Bonnie K. Baxter{ddagger}§, Hagai Abeliovich¶, Xin Zhang||, Aline G. Stirling§, Alma L. Burlingame||, and David S. Goldfarb{ddagger}1

From the {ddagger}Department of Biology, University of Rochester, Rochester, New York 14627, Faculty of Agriculture, Hebrew University of Jerusalem, Rehovot, Israel 78100, §Department of Biology, Hobart and William Smith Colleges, Geneva, New York 14456, and the ||Department of Pharmaceutical Chemistry and Mass Spectrometry Facility, University of California, San Francisco, California 94143

The cytoplasm to vacuole (Cvt) trafficking pathway in S. cerevisiae is a constitutive biosynthetic pathway required for the transport of two vacuolar enzymes, aminopeptidase I (Ape1p) and {alpha}-mannosidase (Ams1p), to the vacuole. Ape1p and Ams1p bind to their receptor, Atg19p, in the cytosol to form a Cvt complex, which then associates with a membrane structure that envelops the complex before fusing with the vacuolar membrane. Ubiquitin-like modifications are required for both Cvt and macroautophagy, but no role for ubiquitin itself has been described. Here, we show that the deubiquitinating enzyme Ubp3p interacts with Atg19p. Moreover, Atg19p is ubiquitinated in vivo, and Atg19p-ubiquitin conjugates accumulate in cells lacking either Ubp3p or its cofactor, Bre5p. Deletion of UBP3 also leads to decreased targeting of Ape1p to the vacuole. Atg19p is ubiquitinated on two lysine residues, Lys213 and Lys216, which, when mutated, reduce the interaction of Atg19p with Ape1p. These results suggest that both ubiquitination and deubiquitination of Atg19p are required for its full function.

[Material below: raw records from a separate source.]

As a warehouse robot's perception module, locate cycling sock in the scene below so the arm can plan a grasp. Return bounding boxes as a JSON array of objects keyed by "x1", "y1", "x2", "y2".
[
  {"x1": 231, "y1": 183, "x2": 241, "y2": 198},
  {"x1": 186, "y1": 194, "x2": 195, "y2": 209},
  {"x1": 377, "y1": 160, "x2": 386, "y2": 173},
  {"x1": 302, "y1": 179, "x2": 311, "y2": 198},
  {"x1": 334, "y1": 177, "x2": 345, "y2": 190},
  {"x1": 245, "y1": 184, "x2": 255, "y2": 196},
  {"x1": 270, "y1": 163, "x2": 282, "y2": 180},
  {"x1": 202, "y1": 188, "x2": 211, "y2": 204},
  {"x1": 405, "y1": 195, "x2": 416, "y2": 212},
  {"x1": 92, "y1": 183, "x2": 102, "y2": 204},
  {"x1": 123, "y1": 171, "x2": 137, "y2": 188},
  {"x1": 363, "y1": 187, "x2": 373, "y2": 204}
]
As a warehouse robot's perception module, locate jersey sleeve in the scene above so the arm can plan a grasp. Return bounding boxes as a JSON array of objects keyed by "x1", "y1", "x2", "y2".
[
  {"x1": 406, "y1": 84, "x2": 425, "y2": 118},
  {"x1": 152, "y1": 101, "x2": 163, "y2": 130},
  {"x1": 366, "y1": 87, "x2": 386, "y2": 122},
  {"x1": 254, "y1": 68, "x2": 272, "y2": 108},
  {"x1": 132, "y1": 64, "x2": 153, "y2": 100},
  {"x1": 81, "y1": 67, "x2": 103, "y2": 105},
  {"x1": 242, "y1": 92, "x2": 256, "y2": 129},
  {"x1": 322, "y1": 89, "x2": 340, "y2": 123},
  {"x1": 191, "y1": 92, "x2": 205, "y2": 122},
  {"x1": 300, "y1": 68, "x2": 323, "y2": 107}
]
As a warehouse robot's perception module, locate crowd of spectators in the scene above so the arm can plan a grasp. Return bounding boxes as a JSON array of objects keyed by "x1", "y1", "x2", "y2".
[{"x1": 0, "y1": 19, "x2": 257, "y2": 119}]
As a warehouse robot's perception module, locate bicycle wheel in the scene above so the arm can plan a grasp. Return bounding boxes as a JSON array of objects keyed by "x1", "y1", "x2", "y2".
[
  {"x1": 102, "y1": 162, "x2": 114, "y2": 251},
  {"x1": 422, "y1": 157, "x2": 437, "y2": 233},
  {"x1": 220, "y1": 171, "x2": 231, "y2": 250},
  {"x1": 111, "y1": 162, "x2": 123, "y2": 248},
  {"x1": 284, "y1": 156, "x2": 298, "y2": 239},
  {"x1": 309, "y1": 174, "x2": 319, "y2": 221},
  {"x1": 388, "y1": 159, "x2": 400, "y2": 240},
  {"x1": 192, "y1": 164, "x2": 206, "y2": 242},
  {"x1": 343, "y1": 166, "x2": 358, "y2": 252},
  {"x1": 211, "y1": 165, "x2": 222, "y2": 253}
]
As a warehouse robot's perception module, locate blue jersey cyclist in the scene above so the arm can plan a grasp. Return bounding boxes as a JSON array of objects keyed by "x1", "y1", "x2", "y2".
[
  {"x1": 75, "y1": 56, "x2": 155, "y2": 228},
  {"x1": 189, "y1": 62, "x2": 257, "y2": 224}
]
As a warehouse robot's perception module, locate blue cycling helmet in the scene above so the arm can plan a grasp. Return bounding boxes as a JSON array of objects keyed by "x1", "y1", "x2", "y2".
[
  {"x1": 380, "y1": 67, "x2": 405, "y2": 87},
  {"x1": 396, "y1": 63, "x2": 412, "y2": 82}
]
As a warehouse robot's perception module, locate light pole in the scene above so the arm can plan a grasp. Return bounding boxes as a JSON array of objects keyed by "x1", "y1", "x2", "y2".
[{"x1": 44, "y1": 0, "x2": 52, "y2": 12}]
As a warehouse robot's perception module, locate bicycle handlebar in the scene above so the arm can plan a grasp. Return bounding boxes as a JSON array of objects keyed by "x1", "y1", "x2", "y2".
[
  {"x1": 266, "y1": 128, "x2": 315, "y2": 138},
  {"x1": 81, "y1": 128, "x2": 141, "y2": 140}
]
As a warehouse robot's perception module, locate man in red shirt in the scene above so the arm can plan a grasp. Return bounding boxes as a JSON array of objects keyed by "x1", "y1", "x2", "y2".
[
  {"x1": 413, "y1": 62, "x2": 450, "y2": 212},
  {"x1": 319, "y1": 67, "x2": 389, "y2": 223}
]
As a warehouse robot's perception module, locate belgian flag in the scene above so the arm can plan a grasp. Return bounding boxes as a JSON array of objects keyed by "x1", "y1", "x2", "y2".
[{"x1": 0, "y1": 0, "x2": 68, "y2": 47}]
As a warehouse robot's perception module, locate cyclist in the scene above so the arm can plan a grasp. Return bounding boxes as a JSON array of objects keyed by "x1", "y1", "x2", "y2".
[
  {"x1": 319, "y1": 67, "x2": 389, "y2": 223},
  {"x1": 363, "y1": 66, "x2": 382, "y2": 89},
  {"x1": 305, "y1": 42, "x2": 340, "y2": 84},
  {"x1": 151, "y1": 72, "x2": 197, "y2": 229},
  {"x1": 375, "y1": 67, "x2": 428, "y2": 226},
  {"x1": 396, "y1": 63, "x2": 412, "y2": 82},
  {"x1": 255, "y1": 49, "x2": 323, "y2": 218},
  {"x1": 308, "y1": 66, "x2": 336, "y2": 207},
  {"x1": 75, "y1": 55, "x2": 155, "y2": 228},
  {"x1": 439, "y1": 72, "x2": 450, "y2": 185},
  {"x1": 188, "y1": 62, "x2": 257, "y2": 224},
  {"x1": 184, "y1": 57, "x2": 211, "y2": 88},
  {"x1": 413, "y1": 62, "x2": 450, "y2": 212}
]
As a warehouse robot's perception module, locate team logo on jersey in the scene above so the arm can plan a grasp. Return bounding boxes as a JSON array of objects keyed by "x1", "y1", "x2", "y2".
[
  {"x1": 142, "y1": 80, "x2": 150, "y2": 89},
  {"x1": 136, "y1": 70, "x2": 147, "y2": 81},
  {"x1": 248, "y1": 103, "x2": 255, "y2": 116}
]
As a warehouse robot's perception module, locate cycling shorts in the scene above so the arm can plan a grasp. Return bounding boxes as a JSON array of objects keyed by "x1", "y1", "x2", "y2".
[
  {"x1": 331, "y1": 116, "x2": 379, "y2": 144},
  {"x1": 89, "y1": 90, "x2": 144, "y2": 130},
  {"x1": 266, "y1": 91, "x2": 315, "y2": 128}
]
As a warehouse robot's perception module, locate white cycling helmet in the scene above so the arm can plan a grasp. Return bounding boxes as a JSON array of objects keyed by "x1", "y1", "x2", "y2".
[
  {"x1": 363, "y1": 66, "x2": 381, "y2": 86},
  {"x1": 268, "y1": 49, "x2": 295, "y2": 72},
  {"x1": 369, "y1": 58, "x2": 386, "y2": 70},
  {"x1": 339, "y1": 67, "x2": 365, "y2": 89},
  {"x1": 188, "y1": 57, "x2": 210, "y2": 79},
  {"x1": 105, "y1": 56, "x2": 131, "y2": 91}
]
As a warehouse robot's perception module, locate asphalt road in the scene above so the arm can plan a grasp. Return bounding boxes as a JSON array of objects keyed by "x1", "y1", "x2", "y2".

Received for publication, July 22, 2005 , and in revised form, September 9, 2005.

* This work was supported by a Merck/AAAS and Perkins Foundation grant (to A. G. S.), a Hobart and William Smith Colleges faculty research grant (to B. K. B.), National Institutes of Health (NIH) National Center for Research Resources Grants RR 01614 and RR 12961 (to A. L. B.) Israel Science Foundation Grant 496/03 (to H. A.), and National Science Foundation Grant MCB 0110972 and NIH Grant GM067838 (to D. S. G.). The costs of publication of this article were defrayed in part by the payment of page charges. This article must therefore be hereby marked "advertisement" in accordance with 18 U.S.C. Section 1734 solely to indicate this fact.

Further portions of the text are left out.